Promoting Semantics in Multi-objective Genetic Programming based on Decomposition
This work addresses the surprising lack of benefit of SSC in Pareto-based Multi-objective Genetic Programming, providing insights for researchers working on evolutionary algorithms.
This paper investigates the impact of Semantic Similarity-based Crossover (SSC) within Multi-objective Evolutionary Algorithms based on Decomposition (MOEA/D) using the MNIST dataset.

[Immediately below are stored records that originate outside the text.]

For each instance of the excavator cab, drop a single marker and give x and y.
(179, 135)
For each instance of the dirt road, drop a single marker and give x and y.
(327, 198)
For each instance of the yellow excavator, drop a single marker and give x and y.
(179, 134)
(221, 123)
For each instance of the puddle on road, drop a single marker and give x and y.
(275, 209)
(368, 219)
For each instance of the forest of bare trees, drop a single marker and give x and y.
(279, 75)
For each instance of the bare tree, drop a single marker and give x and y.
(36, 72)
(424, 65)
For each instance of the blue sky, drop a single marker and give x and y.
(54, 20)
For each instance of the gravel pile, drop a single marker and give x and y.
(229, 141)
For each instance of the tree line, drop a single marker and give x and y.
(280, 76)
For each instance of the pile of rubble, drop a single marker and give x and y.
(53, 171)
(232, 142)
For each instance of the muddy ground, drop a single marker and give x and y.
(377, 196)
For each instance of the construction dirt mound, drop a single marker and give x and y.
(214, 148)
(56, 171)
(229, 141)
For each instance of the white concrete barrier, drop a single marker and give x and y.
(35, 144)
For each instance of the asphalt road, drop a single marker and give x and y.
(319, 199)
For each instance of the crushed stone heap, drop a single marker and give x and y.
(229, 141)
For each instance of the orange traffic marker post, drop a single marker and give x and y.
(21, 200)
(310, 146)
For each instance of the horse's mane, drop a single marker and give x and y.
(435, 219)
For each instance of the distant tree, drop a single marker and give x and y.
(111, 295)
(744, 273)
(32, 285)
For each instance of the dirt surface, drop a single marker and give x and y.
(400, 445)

The authors demonstrate that SSC promotes semantic diversity in MOEA/D, leading to improved results compared to canonical MOEA/D without SSC.

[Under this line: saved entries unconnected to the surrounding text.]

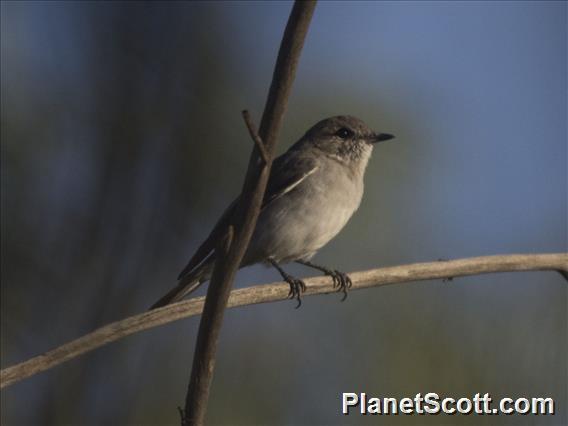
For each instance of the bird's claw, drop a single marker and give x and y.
(297, 287)
(341, 281)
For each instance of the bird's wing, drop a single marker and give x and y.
(287, 172)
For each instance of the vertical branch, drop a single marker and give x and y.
(250, 200)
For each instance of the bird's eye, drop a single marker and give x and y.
(344, 133)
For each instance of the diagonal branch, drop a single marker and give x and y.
(229, 257)
(279, 291)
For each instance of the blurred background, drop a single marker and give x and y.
(122, 142)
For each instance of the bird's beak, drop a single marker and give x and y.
(381, 137)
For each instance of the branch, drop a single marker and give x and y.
(279, 291)
(255, 137)
(230, 254)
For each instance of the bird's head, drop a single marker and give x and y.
(345, 138)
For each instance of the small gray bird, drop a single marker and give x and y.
(313, 190)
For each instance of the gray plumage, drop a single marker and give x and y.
(313, 190)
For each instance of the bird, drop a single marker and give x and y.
(312, 191)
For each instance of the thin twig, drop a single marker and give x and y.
(255, 137)
(273, 292)
(246, 214)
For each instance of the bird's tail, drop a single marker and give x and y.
(187, 284)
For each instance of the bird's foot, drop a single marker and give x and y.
(341, 280)
(297, 287)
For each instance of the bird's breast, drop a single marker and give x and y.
(302, 221)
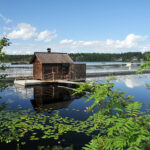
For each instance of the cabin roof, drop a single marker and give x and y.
(51, 58)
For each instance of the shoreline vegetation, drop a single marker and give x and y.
(86, 57)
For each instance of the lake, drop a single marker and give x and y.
(50, 104)
(91, 67)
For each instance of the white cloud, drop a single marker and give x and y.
(6, 20)
(46, 36)
(131, 43)
(26, 31)
(7, 28)
(23, 31)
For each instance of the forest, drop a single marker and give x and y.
(87, 57)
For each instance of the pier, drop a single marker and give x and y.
(26, 83)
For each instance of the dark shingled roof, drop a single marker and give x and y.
(49, 58)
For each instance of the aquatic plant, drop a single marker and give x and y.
(123, 125)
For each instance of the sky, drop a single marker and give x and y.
(75, 26)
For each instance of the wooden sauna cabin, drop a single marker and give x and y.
(56, 66)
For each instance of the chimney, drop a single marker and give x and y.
(49, 50)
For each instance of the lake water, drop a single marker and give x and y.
(91, 67)
(47, 100)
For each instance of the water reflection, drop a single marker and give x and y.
(133, 82)
(51, 98)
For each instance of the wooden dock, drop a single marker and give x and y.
(26, 83)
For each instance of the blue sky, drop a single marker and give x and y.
(102, 26)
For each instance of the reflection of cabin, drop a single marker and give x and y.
(56, 66)
(51, 97)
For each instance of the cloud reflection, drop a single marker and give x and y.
(133, 82)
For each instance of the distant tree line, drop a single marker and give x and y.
(87, 57)
(95, 57)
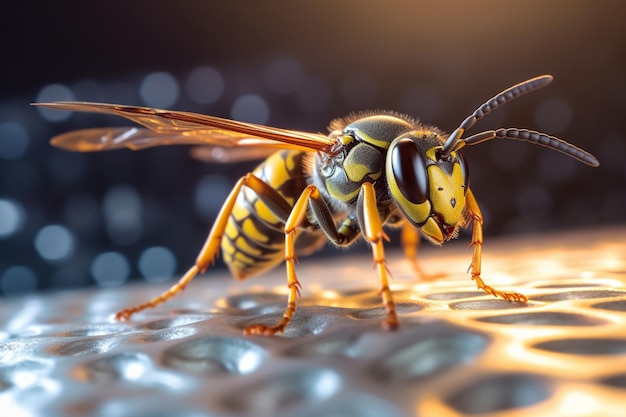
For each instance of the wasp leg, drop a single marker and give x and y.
(345, 235)
(295, 219)
(410, 239)
(369, 218)
(211, 246)
(477, 243)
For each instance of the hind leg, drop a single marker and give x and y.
(211, 246)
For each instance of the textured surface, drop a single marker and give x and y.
(458, 351)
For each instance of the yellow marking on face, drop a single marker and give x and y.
(252, 232)
(345, 139)
(432, 153)
(339, 195)
(432, 231)
(373, 141)
(446, 193)
(357, 172)
(362, 161)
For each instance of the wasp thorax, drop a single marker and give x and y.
(428, 188)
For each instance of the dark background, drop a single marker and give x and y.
(434, 60)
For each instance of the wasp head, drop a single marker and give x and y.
(428, 185)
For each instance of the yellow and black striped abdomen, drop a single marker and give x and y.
(254, 239)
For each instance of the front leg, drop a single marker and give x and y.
(410, 239)
(477, 243)
(371, 225)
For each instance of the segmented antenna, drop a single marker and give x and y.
(455, 142)
(536, 138)
(492, 104)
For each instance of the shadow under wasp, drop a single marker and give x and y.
(373, 169)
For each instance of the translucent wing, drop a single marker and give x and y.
(166, 127)
(218, 154)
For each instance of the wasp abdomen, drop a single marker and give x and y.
(254, 239)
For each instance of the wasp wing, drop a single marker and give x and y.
(166, 127)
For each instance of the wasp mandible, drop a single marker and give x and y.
(372, 170)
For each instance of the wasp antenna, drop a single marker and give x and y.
(537, 138)
(492, 104)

The study of semantics in Genetic Program (GP) deals with the behaviour of a program given a set of inputs and has been widely reported in helping to promote diversity in GP for a range of complex problems ultimately improving evolutionary search. The vast majority of these studies have focused their attention in single-objective GP, with just a few exceptions where Pareto-based dominance algorithms such as NSGA-II and SPEA2 have been used as frameworks to test whether highly popular semantics-based methods, such as Semantic Similarity-based Crossover (SSC), helps or hinders evolutionary search. Surprisingly it has been reported that the benefits exhibited by SSC in SOGP are not seen in Pareto-based dominance Multi-objective GP. In this work, we are interested in studying if the same carries out in Multi-objective Evolutionary Algorithms based on Decomposition (MOEA/D). By using the MNIST dataset, a well-known dataset used in the machine learning community, we show how SSC in MOEA/D promotes semantic diversity yielding better results compared to when this is not present in canonical MOEA/D.